For me this is a season in my faith that challenges me to let go of things that may be hindering my relationship with God, my own wellness, my growth. But I also like to make this a time to draw new things in…To replace what hinders me with what can enrich me, or free me.

So this lent season i have decided to let go of spending time on facebook and sugar. Facebook tends to be a superficial means for me to connect with others. It usually sucks up time and is just media noise in my life. So I’m taking a break…and when I feel the urge to check out people’s statuses I’ll give them a call or even write them a letter. To engage with my real friends (and not the 600+ I’ve accumulated).

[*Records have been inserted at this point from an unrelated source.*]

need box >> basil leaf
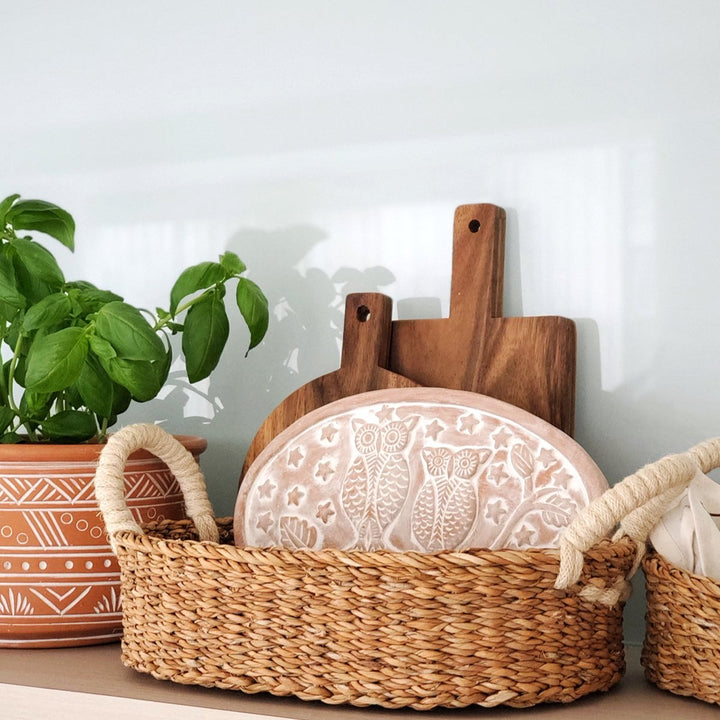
[40,410,97,442]
[0,245,25,309]
[90,335,117,361]
[182,292,230,383]
[220,250,247,277]
[0,405,15,433]
[0,195,20,225]
[170,262,227,315]
[5,200,75,250]
[101,357,165,402]
[25,327,88,392]
[235,278,270,355]
[10,238,65,303]
[95,301,165,362]
[23,293,72,332]
[75,353,115,417]
[20,390,56,419]
[65,280,122,315]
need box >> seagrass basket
[95,425,648,710]
[642,438,720,704]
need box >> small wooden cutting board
[389,204,577,436]
[241,293,418,477]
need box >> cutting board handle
[450,203,505,326]
[340,293,392,374]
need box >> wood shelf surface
[0,644,718,720]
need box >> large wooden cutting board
[389,204,577,436]
[242,293,418,477]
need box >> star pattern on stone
[315,500,335,525]
[492,425,513,448]
[255,512,275,535]
[425,420,445,442]
[287,485,305,505]
[288,447,305,467]
[487,464,510,485]
[538,448,557,467]
[515,525,537,547]
[258,480,276,499]
[485,499,507,525]
[458,415,480,435]
[375,405,395,422]
[320,423,339,443]
[315,460,335,482]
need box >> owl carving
[341,416,417,550]
[410,447,490,552]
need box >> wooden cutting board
[389,204,577,436]
[241,293,418,477]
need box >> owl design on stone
[341,416,418,550]
[410,447,490,552]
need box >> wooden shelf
[0,644,718,720]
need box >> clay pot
[0,436,207,648]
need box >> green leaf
[235,278,270,354]
[25,327,88,392]
[0,195,20,225]
[75,353,115,418]
[10,238,65,303]
[0,245,25,309]
[170,262,227,315]
[101,357,165,402]
[40,410,97,442]
[220,250,247,277]
[20,390,56,419]
[0,405,15,433]
[22,293,72,332]
[95,302,165,362]
[5,200,75,250]
[182,292,230,383]
[90,335,117,361]
[65,281,122,315]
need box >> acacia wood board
[241,293,418,478]
[389,204,577,436]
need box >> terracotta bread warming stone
[242,293,417,476]
[234,388,608,552]
[388,204,577,435]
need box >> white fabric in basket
[650,470,720,581]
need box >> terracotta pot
[0,436,207,648]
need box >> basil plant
[0,195,268,443]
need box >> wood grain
[389,204,577,435]
[242,293,418,477]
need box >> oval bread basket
[96,425,658,710]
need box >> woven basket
[642,438,720,704]
[96,425,648,710]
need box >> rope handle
[94,423,219,550]
[555,438,720,604]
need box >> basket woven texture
[642,438,720,704]
[96,425,648,709]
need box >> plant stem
[153,283,214,331]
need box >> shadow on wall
[121,226,395,512]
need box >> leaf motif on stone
[540,492,575,528]
[280,515,317,550]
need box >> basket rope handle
[94,423,219,550]
[555,450,704,605]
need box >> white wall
[0,0,720,638]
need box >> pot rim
[0,435,208,463]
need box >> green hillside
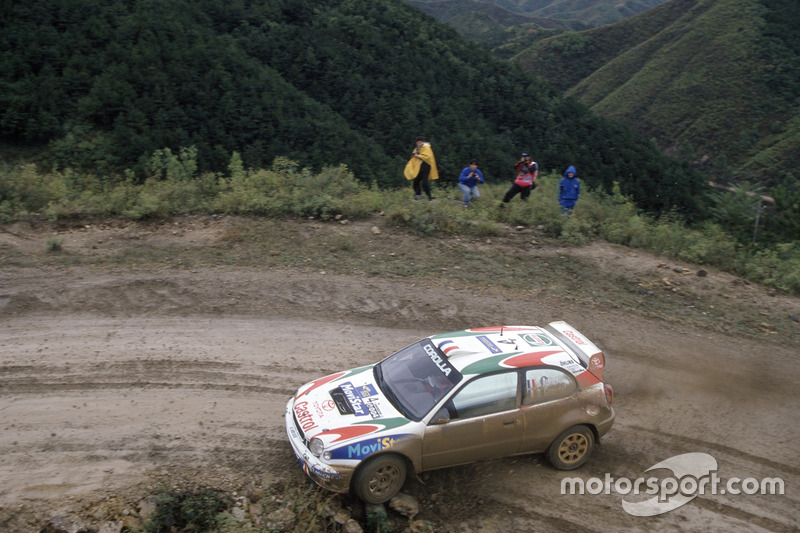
[0,0,704,213]
[514,0,800,186]
[408,0,665,30]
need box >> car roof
[430,326,585,376]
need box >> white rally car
[286,322,614,503]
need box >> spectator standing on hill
[500,152,539,207]
[458,159,483,207]
[403,137,439,200]
[558,165,581,215]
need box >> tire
[547,426,594,470]
[353,455,407,504]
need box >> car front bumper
[285,398,354,492]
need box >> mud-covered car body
[286,322,614,502]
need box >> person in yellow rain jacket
[403,137,439,200]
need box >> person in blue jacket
[558,165,581,215]
[458,159,483,207]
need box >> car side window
[522,368,577,405]
[448,372,518,419]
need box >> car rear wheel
[353,455,406,503]
[547,426,594,470]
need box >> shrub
[145,489,231,533]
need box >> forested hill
[514,0,800,190]
[0,0,703,211]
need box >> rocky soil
[0,217,800,533]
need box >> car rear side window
[450,372,518,418]
[522,368,577,405]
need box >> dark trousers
[412,161,431,200]
[503,183,531,204]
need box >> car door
[422,371,524,470]
[520,367,582,453]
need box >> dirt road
[0,218,800,531]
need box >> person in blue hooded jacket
[558,165,581,215]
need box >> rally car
[286,322,614,503]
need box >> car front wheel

Sugar is the source of cravings all day long. Already I’m craving something sweet as I write this, a little pick-me up as I’m hitting the 2 o’clock afternoon slump. I struggle with headaches, lack of energy, struggle with sleep. So I need a sugar detox. No candy, cookies, ice cream, cream/sugar for my coffee, chocolate…I am hopeful to not be as dependant on sugar to sustain me but to develop new healthy habits. To be more conscious and intentional about my eating.

It’s funny how when you choose to fast from something you’re attention on that item increases significantly. It seems like all I can notice today are all the sugar items at my office. A box of valentines day cookies coated in red sugar are taunting me, and I don’t even like these cookies. But because I can’t have them I want them!

I did indulge in one last taste of sugar this morning at my favorite breakfast spot, the Cheri Inn. Their cinnamon french toast is delightful…I savored every bite. It felt like a treat, like an experience to have such a rich, sugary dish. And I believed I enjoyed it more than most other times where I just eat it.

I hope by eliminating these tangible things that deeper needs will be revealed and I can address where I need to grow. To confront my anxieties and fears. To bring my laments to God as I continue to face new grief ripples (the secondary losses from mike’s death…)

I will do my best to journal and share with you this process. I think to make the most of this lent season I need to put to words the challenges, blessings, insights, questions that emerge…

1 comment:

Gail said...

Good luck sweetie!!! Try snacking on fruits (dried and fresh) to get a bit of that sugar fix you're craving.

I admire you for giving up both these things!!!